Justin Trudeau, the prime minister of Canada, recently demonstrated his understanding of quantum computing — to the delight of social media. Credit: Matthew Usherwood

“Swans sing before they die —” said poet Samuel Taylor Coleridge, “’Twere no bad thing/Should certain persons die before they sing.” Now, not everyone can carry a tune. Neither can everyone act any better than the average block of wood — which is why people at large seem to lend credence to singers, actors and other celebrities when they effuse on subjects that they know nothing about.

No one can doubt the prodigious acting talent of Robert De Niro, but does his turn as the young Vito Corleone in The Godfather Part II, or the tortured Travis Bickle in Taxi Driver, qualify him to opine on the link between vaccination and autism? Is he talking to me? I repeat: is he talking to me? (Clue for any readers bewildered by this: despite statements made by De Niro last week, there is no evidence for any link between vaccination and autism.)

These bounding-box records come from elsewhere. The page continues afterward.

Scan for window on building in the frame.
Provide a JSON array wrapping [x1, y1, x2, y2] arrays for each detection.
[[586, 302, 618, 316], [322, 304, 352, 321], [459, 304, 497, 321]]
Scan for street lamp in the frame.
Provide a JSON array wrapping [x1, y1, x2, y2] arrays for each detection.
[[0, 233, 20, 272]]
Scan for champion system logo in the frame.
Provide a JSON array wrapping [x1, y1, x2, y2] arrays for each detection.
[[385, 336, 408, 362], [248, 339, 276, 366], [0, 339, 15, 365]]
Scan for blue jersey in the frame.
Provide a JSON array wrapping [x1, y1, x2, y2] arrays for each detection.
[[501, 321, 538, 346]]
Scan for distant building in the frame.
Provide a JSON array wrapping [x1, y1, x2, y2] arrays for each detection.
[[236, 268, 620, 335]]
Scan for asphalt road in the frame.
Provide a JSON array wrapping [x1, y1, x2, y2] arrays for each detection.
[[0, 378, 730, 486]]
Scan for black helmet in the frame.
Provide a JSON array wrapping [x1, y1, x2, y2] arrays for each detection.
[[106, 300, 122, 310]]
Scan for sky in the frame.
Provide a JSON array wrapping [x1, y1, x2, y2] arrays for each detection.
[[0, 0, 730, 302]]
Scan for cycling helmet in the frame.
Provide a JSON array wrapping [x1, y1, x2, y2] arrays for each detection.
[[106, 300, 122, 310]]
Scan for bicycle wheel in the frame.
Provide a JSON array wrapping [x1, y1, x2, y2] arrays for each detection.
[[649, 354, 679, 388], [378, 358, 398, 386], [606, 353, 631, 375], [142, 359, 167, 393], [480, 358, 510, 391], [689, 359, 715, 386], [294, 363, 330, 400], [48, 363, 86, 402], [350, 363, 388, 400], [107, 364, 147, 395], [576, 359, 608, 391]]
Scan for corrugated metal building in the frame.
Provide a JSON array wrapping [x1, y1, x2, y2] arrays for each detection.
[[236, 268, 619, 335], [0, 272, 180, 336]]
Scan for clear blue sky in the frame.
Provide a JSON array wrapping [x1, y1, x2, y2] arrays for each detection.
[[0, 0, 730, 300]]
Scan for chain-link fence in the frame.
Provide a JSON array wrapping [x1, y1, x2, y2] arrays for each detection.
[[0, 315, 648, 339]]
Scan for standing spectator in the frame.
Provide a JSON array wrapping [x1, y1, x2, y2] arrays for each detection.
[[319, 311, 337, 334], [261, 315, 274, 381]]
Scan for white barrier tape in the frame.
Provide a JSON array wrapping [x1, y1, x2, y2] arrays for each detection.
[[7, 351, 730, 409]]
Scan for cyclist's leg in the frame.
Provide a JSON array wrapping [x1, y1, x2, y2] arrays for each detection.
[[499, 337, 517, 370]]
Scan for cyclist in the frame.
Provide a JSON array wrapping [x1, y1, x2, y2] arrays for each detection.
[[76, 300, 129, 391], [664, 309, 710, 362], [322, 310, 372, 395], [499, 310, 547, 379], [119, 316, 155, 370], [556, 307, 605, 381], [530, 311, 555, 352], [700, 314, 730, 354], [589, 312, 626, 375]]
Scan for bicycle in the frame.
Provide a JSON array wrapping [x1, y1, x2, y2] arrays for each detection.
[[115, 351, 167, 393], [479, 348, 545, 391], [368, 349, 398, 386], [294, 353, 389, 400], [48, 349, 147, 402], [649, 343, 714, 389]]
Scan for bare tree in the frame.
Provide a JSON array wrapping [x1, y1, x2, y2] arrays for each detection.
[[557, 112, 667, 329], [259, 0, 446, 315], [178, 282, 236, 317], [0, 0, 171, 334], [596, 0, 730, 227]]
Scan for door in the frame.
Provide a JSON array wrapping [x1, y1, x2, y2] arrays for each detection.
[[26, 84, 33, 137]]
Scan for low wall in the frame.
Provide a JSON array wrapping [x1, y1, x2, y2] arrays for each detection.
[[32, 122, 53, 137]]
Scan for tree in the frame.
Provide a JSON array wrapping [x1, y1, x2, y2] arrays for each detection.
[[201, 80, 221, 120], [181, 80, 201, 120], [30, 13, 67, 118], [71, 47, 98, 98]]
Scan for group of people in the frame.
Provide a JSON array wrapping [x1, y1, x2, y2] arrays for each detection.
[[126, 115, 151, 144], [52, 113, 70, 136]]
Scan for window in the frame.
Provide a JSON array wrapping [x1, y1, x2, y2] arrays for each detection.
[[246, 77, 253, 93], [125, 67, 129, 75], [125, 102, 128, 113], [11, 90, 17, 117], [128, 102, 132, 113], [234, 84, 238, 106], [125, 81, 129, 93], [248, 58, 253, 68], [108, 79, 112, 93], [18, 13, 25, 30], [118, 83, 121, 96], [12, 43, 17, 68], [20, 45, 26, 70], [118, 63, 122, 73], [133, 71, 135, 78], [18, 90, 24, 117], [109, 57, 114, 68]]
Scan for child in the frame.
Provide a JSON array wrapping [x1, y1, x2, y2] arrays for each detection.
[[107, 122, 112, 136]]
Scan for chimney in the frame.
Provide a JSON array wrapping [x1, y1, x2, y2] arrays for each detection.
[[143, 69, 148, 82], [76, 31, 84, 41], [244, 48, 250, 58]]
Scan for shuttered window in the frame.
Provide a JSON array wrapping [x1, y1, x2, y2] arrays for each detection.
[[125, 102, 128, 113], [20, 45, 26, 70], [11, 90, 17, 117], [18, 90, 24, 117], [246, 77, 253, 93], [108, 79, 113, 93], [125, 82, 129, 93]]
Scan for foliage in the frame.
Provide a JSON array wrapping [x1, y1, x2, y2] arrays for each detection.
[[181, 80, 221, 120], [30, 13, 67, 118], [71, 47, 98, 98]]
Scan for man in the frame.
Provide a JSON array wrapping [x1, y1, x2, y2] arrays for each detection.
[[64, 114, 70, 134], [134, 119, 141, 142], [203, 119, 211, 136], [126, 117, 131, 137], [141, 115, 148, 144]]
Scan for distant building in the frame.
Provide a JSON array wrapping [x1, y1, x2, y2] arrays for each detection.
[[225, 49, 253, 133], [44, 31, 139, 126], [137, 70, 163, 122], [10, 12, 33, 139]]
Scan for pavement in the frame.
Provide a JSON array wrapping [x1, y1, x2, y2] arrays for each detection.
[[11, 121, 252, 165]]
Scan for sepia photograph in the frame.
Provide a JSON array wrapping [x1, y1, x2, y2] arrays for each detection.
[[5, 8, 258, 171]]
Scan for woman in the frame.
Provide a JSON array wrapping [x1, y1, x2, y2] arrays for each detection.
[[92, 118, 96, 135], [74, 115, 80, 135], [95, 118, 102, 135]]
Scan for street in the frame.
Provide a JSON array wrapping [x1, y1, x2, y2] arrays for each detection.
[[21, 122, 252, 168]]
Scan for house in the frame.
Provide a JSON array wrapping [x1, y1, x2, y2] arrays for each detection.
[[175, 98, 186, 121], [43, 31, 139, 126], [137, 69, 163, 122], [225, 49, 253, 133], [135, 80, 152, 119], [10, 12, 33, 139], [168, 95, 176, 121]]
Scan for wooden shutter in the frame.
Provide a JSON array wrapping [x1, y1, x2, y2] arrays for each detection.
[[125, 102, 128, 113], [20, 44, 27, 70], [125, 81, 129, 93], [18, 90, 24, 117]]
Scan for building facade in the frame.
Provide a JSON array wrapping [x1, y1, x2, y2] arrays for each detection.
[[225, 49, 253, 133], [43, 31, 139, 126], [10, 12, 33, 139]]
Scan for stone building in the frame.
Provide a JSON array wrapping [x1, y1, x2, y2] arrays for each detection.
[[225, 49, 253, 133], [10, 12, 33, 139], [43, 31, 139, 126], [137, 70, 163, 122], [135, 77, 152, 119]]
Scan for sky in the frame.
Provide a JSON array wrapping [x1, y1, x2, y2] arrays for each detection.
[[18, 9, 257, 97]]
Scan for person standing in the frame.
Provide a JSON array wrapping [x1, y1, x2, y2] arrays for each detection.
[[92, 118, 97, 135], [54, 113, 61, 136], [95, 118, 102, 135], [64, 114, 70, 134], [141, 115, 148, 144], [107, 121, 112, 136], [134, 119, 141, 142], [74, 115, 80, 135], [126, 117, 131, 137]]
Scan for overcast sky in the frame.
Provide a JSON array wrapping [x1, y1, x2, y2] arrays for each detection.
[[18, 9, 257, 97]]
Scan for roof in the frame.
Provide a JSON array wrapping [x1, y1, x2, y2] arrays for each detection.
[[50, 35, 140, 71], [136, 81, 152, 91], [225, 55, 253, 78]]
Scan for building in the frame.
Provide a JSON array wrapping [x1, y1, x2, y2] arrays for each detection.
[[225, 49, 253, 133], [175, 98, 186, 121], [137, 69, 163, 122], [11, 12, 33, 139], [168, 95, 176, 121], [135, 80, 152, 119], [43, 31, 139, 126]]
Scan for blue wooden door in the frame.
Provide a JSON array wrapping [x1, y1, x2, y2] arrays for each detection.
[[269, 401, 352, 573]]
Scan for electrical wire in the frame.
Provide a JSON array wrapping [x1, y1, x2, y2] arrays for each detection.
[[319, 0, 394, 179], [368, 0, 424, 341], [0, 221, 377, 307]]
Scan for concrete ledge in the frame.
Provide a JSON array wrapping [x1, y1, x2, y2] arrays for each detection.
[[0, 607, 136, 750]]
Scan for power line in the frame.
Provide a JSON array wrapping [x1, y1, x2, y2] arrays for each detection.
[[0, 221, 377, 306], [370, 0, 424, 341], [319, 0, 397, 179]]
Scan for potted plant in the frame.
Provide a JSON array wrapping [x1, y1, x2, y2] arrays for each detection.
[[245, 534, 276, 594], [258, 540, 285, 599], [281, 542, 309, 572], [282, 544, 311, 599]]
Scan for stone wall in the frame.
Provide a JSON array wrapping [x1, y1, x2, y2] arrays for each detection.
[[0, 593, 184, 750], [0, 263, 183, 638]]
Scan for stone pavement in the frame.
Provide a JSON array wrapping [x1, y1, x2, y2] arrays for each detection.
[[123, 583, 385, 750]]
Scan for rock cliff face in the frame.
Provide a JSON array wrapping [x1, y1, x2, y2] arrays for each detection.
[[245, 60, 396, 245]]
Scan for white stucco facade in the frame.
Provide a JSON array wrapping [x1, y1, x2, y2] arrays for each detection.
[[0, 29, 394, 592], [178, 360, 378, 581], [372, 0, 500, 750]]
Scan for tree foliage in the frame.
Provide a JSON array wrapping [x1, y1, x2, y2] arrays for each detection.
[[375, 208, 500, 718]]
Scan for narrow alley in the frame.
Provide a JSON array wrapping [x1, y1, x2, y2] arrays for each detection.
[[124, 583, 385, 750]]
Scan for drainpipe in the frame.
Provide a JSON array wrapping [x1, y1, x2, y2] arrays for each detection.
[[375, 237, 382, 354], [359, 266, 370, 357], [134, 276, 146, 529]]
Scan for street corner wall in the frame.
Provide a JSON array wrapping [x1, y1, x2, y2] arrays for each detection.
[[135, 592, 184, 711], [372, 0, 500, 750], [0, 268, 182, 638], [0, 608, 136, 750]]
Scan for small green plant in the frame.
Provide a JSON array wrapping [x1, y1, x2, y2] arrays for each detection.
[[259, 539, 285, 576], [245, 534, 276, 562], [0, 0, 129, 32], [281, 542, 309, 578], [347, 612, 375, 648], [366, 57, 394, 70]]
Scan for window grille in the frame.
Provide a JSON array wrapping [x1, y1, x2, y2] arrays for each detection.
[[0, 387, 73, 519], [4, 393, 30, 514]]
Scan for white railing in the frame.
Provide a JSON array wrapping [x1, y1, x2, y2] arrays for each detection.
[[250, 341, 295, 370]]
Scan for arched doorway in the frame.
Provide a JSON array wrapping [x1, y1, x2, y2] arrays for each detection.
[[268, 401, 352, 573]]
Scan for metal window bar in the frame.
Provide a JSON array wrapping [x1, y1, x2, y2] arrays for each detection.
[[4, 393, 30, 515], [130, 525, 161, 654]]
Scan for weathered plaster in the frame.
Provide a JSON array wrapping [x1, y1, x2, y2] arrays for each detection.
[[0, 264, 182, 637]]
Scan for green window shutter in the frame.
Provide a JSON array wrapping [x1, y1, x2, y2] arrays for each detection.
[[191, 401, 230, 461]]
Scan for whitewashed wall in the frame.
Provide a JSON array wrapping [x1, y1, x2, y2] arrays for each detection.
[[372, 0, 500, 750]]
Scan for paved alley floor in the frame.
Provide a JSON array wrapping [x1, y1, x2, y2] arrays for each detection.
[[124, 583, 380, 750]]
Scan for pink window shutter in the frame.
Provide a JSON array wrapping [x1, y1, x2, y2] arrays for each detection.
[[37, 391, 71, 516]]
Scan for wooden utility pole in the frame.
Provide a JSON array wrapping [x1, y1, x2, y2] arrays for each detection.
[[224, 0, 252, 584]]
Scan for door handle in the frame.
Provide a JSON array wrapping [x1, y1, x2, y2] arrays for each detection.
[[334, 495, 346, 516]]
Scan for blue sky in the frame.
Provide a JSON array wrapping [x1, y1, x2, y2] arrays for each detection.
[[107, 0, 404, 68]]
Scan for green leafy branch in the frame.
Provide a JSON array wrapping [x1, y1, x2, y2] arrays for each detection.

Politician Sarah Palin has no acting ability, save that which might be parodied by the comedian Tina Fey, yet she has power and influence, which makes her increasingly barbed attacks on the reality of anthropogenic climate change all the more worrying. (Further guide for the perplexed: despite Palin’s latest statements on the subject, also last week, yes, anthropogenic climate change is real.)

As the weekend approached and science had its head in its hands at the way it was being treated (again) by the news, salvation of a sort appeared. No less a person than Justin Trudeau, the debonair Prime Minister of Canada, offered an impromptu (and accurate) explanation of quantum computing at a press conference. In response, parts of the Internet have exploded into what can only be described as a nerdgasm. Why the eruption of reaction, one is entitled to ask? Shouldn’t we expect all our elected representatives to be so conversant with the scientific issues of the day that explanations of quantum computing by any one of them should barely twitch a cat’s whisker?

At this point, one might take a duster to scientist and novelist C. P. Snow’s oft-cited 1959 tome The Two Cultures and refer wearily to the preponderance of a humanities education among the political class. Yet the most cursory scan of the news headlines shows how important science is to human well-being. Emerging diseases, energy policy, transport, conservation and, yes, climate change and vaccination — almost every sphere of government requires at least some familiarity with science. Especially given that most science funding is still disbursed by politicians on behalf of the public.

The problem is that science, if done properly, rarely comes up with the sound-bite certainties and expedient spin that politicians demand — nor the ability to say one thing while meaning something quite different. So perhaps it is not so surprising that the latest brave attempt by a politician to grapple with science involves the quantum world, where it is possible for something to be both true and false at the same time.